The Boston Tea Party – one of the two or three most significant events of the American Revolution – was no party at all. Instead, it was a confronting and provocative attack on the property of the British East India Company. Massachusetts was whipped up into an anti-taxation frenzy after the passing of the Tea Act. The first tea-bearing ship, HMS Dartmouth, arrived in Boston Harbour in late November and dropped anchor. Samuel Adams and the so-called Sons of Liberty convened dozens of town meetings, drawing hundreds of people both from Boston and the surrounding counties. They summoned royal officials, merchants and even the ship’s owner, Rotch, to these meetings and effectively gave them ultimatums about not unloading the tea. Gangs kept watch on the docks to ensure that the orders of the meetings were not disobeyed. Thomas Hutchinson – a victim of the mob in 1765 but by now promoted to royal governor – worked busily to comply with British policy and to bring the tea ashore. It was a tense and imminent stand-off between the rebellious mob and officers of the Crown.

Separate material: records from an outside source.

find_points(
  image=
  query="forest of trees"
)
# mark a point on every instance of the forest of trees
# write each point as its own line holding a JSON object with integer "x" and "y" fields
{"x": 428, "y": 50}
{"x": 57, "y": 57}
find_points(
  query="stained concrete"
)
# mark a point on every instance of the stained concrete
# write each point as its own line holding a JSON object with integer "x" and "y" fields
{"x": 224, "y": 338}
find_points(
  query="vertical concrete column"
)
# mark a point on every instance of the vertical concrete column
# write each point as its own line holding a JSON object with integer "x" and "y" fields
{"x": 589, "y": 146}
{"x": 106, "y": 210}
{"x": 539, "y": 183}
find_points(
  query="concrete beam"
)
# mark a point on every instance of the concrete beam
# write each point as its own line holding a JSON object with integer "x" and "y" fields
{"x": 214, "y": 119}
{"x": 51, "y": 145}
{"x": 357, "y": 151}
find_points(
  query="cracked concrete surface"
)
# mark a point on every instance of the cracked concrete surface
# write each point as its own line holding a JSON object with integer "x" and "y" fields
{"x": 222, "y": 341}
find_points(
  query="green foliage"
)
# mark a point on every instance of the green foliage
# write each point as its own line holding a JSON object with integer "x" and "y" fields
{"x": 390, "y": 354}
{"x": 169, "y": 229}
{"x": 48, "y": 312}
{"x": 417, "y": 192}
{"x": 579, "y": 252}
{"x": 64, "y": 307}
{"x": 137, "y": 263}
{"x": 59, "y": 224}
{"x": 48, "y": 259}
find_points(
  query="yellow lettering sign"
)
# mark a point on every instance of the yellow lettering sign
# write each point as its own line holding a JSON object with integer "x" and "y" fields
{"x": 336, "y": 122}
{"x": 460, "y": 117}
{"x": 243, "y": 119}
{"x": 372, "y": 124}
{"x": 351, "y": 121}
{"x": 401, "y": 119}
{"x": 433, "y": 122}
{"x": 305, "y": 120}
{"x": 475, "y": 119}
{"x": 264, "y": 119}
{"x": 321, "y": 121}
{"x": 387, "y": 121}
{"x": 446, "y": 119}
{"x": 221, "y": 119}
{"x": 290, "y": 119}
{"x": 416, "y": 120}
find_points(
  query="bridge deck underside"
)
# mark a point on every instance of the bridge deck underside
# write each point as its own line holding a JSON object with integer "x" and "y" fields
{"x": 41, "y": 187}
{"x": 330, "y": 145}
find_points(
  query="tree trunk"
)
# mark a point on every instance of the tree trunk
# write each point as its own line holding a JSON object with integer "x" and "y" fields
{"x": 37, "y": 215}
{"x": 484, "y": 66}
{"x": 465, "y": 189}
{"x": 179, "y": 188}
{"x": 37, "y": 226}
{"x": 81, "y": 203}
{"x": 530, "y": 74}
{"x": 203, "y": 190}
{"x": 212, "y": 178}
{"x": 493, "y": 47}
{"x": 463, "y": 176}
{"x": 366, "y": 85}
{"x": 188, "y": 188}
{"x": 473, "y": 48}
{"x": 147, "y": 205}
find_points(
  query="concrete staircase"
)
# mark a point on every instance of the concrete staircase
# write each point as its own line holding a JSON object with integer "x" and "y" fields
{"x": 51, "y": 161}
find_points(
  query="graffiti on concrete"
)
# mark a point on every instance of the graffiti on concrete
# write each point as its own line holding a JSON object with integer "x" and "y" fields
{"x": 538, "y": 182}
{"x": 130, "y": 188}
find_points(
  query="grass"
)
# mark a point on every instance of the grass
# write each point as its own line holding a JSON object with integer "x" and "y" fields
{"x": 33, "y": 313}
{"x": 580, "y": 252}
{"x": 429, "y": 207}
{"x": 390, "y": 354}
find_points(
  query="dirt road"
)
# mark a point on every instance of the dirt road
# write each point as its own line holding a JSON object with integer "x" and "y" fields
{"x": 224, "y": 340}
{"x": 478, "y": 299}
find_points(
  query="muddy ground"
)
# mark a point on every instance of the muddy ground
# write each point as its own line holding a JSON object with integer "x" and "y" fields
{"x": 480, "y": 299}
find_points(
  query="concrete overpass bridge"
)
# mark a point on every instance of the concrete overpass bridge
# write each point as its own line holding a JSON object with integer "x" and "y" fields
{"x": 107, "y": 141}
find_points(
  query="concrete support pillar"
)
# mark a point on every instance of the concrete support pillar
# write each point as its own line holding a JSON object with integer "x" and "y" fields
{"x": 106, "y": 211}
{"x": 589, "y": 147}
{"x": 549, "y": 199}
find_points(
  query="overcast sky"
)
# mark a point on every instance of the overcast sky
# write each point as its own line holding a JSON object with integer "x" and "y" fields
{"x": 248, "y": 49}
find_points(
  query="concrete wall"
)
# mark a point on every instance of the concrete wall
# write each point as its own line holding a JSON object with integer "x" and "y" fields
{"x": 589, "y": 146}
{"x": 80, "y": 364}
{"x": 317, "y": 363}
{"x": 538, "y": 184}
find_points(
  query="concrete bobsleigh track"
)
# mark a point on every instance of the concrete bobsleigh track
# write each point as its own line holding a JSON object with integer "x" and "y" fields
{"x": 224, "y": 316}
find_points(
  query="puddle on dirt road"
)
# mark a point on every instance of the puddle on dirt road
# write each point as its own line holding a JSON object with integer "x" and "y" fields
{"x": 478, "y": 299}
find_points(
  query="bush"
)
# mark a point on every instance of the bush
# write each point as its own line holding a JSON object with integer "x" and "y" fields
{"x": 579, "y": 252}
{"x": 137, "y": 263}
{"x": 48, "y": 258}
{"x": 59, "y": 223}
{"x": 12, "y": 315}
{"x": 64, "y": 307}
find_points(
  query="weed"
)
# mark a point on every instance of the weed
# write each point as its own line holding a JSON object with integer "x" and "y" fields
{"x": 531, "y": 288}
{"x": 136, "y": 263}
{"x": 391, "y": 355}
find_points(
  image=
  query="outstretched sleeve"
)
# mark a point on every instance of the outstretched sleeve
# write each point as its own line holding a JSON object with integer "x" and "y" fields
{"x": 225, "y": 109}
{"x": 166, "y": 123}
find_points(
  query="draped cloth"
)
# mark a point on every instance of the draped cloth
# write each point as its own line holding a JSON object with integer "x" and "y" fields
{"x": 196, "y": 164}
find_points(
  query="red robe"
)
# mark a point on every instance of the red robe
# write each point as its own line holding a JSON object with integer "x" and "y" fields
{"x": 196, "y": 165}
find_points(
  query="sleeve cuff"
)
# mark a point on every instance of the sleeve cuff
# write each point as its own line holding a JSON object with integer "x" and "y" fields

By law, the Dartmouth had to unload its cargo within 20 days of arriving in port – and on December 16 that deadline was due to expire. By this time the Dartmouth had been joined by two more tea-carrying ships: the HMS Eleanour and the HMS Beaver. Adams called yet another town meeting, this one by far the largest with more than 6,000 people in attendance. After dusk, a band of men (their number is unknown but they were, from reports, dressed as native Americans) slinked towards Griffin’s Wharf, where the three British ships were resting. The vessels were boarded, the holds broken into and chests of tea were raised to the deck (so efficiently that some of the intruders must have been dockyard workers). Most reports suggest that 342 crates of tea, weighing about 45 tons and worth more than ?10,000, was thrown into the shallow water and grey mud of the harbour. All this was done reasonably quietly so as not to alert attention from soldiers or officials, and there was virtually no other violence or destruction, save for one broken padlock. Despite some artistic representations of the ‘Tea Party’ there were no large crowds lining the harbour, cheering on the perpetrators.
Viewed in isolation, the Boston Tea Party – an act of criminal vandalism on private property, rather than political terrorism – does not seem so significant. Coming as it did after a decade of colonial defiance of British policy, it would be too much to bear for the parliament in London. It was a pivotal example of gesture politics which would force Westminster to take the sterner action many of its hardliners had been calling for.